The other issue was communication. When I would tell other doctors what I was seeing, they knew I was just figuring it out and my story may change next week. This was all brand new. The general public is going to take what a health professional says as law. If I had been the mouthpiece for the CDC that would have been the first thing I said at every press conference. “At this time this is the information we have, but please keep in kind that all of this may change as we learn more”. That simple statement would have fixed a lot of distrust
But, yes, you are 100% right about where the distrust comes from.
All fair, but I don't think a lot of the distrust comes from the changing narrative at the beginning of the pandemic although that's part of it.
I think most of the damage was done when people started figuring out the public health community (not sure that's the right word, but primarily talking about those setting policy, not practitioners) had mostly guessed wrong but were not just doubling down but being vindictive.
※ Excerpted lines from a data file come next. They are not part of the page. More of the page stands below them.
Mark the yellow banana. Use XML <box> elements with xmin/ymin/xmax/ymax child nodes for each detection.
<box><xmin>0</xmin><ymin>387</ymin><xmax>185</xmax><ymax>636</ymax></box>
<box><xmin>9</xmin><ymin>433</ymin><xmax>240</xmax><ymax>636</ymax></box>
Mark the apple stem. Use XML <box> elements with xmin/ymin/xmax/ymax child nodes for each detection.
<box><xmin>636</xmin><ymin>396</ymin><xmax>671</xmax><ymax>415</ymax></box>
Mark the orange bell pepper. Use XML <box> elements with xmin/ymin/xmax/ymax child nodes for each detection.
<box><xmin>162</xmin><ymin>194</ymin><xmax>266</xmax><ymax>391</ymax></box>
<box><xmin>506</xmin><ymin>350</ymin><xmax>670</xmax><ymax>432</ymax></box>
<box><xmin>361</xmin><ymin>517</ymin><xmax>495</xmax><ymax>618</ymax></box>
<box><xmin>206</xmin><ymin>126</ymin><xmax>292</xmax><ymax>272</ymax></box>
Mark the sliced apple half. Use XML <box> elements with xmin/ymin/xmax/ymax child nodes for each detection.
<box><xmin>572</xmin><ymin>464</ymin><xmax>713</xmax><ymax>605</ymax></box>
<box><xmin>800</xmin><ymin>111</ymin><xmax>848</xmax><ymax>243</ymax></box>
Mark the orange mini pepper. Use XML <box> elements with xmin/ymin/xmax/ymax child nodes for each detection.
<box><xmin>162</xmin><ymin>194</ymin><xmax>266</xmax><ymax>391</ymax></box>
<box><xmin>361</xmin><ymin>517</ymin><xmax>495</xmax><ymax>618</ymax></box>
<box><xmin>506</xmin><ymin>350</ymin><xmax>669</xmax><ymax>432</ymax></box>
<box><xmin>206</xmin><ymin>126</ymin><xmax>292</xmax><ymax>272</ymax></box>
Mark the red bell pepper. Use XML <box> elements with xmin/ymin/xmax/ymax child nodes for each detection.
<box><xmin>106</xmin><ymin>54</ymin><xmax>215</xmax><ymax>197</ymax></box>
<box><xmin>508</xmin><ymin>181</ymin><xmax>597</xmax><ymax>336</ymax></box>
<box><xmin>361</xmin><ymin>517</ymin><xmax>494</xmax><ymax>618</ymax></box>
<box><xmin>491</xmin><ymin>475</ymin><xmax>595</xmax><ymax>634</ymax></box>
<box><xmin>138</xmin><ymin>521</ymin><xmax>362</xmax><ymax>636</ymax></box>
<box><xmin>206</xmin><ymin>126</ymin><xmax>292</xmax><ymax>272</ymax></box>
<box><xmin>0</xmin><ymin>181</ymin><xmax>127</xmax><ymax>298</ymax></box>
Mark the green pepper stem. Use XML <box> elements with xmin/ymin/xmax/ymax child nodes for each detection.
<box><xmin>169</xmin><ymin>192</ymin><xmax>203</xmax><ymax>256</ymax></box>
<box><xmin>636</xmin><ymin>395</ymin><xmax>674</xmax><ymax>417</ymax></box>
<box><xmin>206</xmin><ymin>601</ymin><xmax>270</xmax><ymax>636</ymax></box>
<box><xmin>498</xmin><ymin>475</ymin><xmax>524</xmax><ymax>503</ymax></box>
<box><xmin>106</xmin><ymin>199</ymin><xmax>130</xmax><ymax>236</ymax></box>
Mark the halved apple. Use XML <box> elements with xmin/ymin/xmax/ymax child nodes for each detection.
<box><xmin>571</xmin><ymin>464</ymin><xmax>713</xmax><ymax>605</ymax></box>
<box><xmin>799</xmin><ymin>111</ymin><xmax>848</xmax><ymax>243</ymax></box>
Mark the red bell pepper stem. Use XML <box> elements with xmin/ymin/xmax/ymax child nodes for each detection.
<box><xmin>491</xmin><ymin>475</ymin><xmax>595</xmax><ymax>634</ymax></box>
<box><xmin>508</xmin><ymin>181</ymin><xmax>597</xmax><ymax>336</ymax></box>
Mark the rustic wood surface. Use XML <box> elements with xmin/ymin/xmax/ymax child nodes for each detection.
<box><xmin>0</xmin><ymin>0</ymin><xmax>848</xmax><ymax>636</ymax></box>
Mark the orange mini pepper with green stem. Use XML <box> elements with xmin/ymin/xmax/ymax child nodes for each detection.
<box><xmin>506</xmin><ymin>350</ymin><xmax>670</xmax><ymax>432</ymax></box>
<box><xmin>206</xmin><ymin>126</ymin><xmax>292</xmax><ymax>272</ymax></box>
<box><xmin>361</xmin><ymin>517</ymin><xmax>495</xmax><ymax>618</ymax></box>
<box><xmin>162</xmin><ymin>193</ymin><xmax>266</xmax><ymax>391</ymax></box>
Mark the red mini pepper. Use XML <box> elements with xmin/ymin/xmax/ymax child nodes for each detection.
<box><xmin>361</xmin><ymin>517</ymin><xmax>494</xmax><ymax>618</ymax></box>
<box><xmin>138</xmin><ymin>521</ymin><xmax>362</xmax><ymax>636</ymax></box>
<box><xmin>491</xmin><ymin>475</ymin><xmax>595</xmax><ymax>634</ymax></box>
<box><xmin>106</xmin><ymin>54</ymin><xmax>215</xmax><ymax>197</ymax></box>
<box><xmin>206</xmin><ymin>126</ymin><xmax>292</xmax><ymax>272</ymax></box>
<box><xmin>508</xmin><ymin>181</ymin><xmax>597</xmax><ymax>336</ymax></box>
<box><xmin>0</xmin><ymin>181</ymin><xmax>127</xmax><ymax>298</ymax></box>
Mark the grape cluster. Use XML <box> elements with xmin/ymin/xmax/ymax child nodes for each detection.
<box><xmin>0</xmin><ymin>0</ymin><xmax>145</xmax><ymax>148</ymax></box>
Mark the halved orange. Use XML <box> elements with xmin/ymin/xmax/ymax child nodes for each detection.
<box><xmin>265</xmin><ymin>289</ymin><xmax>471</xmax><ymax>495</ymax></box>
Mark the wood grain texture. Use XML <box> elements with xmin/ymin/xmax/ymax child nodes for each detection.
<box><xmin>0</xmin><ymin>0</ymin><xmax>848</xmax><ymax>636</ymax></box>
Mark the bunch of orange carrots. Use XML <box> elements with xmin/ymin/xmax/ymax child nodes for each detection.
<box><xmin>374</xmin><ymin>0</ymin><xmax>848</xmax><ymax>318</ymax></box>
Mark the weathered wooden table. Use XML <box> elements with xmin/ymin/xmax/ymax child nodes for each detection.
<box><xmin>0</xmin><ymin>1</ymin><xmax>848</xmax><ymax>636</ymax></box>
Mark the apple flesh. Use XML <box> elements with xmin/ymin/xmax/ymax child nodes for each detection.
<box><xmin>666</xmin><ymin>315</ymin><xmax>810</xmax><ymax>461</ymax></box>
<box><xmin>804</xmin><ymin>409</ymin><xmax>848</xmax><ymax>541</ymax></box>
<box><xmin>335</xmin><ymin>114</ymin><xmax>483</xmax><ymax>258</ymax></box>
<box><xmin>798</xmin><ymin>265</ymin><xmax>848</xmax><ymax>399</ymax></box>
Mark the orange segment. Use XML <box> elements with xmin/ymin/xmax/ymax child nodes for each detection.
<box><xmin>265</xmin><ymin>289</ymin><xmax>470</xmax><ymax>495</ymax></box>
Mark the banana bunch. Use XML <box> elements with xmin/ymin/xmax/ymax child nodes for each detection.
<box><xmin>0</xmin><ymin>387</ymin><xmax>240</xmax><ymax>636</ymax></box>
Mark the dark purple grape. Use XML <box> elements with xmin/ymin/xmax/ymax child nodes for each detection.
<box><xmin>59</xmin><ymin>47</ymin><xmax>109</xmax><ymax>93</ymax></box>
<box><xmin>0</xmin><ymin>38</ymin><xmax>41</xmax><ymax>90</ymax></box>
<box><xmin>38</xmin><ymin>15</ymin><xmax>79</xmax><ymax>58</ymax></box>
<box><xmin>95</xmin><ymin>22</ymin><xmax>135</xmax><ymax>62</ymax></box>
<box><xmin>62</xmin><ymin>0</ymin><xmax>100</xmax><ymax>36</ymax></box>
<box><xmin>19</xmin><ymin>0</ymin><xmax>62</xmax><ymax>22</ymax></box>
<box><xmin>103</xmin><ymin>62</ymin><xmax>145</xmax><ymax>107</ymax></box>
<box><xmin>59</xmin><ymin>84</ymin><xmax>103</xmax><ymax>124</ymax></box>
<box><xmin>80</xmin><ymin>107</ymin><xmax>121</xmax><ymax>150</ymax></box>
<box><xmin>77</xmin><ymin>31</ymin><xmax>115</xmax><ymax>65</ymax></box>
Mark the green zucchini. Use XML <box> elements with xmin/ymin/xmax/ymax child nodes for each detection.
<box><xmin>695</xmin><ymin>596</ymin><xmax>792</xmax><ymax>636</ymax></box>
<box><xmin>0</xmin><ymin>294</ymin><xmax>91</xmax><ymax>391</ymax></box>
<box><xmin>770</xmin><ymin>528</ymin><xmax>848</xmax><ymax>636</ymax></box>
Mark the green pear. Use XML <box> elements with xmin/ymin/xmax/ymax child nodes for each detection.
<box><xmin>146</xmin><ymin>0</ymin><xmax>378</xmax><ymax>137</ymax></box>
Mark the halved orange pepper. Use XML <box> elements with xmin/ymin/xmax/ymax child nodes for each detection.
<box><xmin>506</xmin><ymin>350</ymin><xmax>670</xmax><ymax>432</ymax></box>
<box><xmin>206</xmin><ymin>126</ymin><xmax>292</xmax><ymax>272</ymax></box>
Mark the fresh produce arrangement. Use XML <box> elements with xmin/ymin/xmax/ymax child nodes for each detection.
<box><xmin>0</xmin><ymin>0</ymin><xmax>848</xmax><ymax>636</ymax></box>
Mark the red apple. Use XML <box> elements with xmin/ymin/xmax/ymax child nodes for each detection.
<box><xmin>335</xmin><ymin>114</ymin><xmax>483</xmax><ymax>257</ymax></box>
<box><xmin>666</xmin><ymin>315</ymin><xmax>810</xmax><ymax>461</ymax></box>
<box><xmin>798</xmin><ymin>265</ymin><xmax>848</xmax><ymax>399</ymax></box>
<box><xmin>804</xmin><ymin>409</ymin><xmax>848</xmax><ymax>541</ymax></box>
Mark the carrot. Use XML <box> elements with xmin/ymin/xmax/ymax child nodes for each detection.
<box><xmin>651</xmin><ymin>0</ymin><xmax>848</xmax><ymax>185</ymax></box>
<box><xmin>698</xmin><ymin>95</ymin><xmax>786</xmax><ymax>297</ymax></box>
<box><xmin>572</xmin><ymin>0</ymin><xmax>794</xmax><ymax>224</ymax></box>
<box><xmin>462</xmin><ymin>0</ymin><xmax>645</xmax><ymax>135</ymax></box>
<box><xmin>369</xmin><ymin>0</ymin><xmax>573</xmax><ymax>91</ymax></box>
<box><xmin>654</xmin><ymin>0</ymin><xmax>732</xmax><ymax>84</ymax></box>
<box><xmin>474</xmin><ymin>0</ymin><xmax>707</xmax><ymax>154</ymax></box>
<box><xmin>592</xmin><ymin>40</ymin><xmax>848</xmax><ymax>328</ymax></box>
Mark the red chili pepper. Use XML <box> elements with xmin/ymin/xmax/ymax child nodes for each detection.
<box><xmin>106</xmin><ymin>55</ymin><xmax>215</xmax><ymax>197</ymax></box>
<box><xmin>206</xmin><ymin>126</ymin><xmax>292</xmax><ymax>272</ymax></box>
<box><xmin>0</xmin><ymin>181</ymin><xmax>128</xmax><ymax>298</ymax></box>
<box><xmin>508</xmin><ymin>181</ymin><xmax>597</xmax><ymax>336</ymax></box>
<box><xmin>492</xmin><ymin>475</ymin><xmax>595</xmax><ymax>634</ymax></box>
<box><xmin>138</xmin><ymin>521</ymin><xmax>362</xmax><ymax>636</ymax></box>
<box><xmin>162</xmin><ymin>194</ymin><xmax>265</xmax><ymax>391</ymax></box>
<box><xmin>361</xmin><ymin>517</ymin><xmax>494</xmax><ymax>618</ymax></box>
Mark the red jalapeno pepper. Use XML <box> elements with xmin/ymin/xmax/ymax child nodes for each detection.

Long after visitors were walking through halls unmasked and with no questions about vaccination status, CMS was essentially encouraging if not mandating that hospital systems fire remote workers in billing if they weren't vaccinated. Same thing for OFFCP.
People that disagreed with them on policy weren't just having good faith disagreements, they were killing people. This would have been bad even if the ones having their preferred policy implemented had been right in hindsight. The fact that they were mostly exactly wrong on things and then basically took the position that they would never forgive those skeptical of them for being right has been brutal for trust.
Going out and arresting people that believed "2 weeks to flatten the curve" was actually 2 weeks to flatten the curve was a terrible look. Having public health officials get in front of a podium and lecture people about staying at home or they will be killing people and then going out for gay orgies was horrible. Having bureaucrats destroy people's life work before going out to eat with lobbyists and politicians was a horrible look. Just lots of individual bad actors that created this perception that none of them believed anything they said.
Again, none of this should really fall on practitioners, and I don't think it has for people that have a real relationship with their doctor, but I think for the patients that just go to the next doctor that will see them or get rotated through the doctors in a practice without having "their" doctor, I think it does. People had their faith in the system crushed and even if they don't think the practitioner they are talking to is "in on it", I think they are concerned about who that practitioner learned from and what they learned.